I would note that the “tricky situation” in Laramie under the Local Government Liability Pool — Albany County’s insurer who reportedly threatened to drop coverage if county officials spoke on the case — may also have been lessened, as they should not be able to penalize or prevent an elected official from doing what they are statutorily authorized to do. It’s too late for the Albany case, but my opinion is that a lot of the controversy could have been avoided, perhaps not eliminating civil action but certainly resolving the issue of transparency had there been a public deposition of the information. That is what an inquest is for.

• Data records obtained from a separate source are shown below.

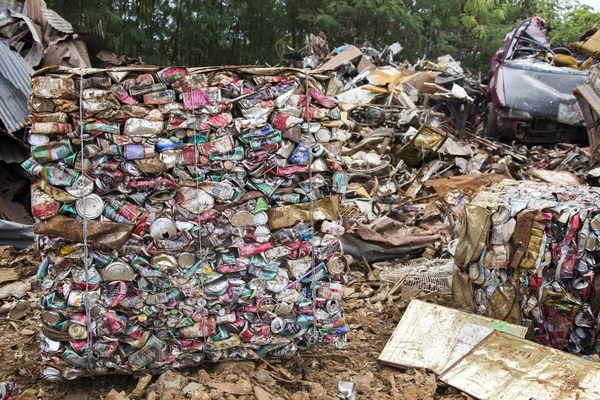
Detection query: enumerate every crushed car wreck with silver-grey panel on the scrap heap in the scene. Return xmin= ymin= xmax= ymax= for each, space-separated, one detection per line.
xmin=486 ymin=17 xmax=588 ymax=143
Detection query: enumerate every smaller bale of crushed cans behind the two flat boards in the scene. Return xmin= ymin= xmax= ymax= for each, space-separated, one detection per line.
xmin=453 ymin=180 xmax=600 ymax=355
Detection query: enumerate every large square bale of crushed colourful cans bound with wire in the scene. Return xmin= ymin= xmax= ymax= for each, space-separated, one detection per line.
xmin=23 ymin=66 xmax=349 ymax=379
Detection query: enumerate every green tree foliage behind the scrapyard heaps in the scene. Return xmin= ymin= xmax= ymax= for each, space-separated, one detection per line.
xmin=47 ymin=0 xmax=600 ymax=73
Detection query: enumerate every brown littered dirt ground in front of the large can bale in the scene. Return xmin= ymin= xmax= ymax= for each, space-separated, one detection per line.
xmin=0 ymin=247 xmax=467 ymax=400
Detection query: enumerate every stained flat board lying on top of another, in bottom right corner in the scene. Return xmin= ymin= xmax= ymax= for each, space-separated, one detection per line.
xmin=440 ymin=331 xmax=600 ymax=400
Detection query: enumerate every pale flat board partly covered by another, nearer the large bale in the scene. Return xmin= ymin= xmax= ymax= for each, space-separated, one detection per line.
xmin=379 ymin=300 xmax=527 ymax=374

The coroner is not law enforcement, nor part of the judicial system. This was confirmed in a recent Wyoming Supreme Court decision regarding an inquest in Teton County. Neither law enforcement nor the judicial system controls an inquest under Wyoming statutes. It also puts a grave responsibility on the coroner to insure that a fair jury is selected, and a thorough process is followed.
We have extensive detailed procedures developed in Fremont just for such a case. That is also why our case from January took until April 5, 2019 to complete. Being thorough takes time. Doing an inquest in an officer-involved shooting can be one of the most complicated things a coroner will do in their career, but pursuing truth is not always meant to be easy.

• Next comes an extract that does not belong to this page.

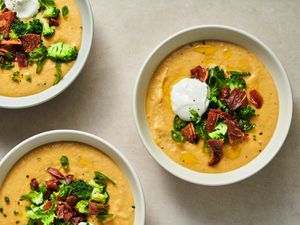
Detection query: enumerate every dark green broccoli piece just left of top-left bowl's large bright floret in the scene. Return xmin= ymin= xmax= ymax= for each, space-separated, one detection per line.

A public inquest is also the only exception to the strict coroner confidentiality law passed in 2011. Although we will present in a public forum, we still cannot directly release to the public confidential documents themselves, unless authorized by statute. Once completed, however, the law requires we file the inquest transcript and evidence with the Clerk of District Court, after which it is subject to their release rules and can be requested from them. Anyone can go to the Clerk of District Court, or the Wyoming State Archives where the records eventually end up, and get inquest transcripts going back to the Wyoming Territory years, if you want – they’re public records once we file them.

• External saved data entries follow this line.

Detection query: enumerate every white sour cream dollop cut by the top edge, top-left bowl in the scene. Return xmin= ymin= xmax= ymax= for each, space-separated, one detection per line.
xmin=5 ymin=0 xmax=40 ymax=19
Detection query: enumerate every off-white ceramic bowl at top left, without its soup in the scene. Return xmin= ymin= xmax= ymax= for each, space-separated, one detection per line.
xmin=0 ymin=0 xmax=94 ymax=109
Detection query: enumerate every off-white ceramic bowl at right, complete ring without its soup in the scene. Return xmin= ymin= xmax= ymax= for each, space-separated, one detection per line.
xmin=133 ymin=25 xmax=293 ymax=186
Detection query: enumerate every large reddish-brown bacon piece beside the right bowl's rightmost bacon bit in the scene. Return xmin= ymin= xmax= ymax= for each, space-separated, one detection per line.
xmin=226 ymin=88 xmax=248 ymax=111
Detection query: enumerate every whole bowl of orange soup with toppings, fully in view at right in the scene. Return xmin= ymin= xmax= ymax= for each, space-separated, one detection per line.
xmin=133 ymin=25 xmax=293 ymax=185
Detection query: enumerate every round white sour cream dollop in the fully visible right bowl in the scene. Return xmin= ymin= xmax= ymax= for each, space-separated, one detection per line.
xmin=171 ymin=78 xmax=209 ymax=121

My policy to always do an inquest in these types of cases is not just my idea – Montana coroner statutes, for example, require an inquest in any officer-involved shooting.
I have been following the Albany case throughout, as it is a good justification for what I do in Fremont. Some other county agencies and officials consider the inquest “antiquated” for modern times, but just because a process is old does not mean it does not still have value. We don’t do inquests as often anymore, and some of the reasons for their use have changed from historic times, but, especially in these cases, they are an important tool that still can serve the public interest. Our job is to get to the truth of the matter, regardless of appearances, and insure accountability for all parties involved, whether it is the state or the deceased.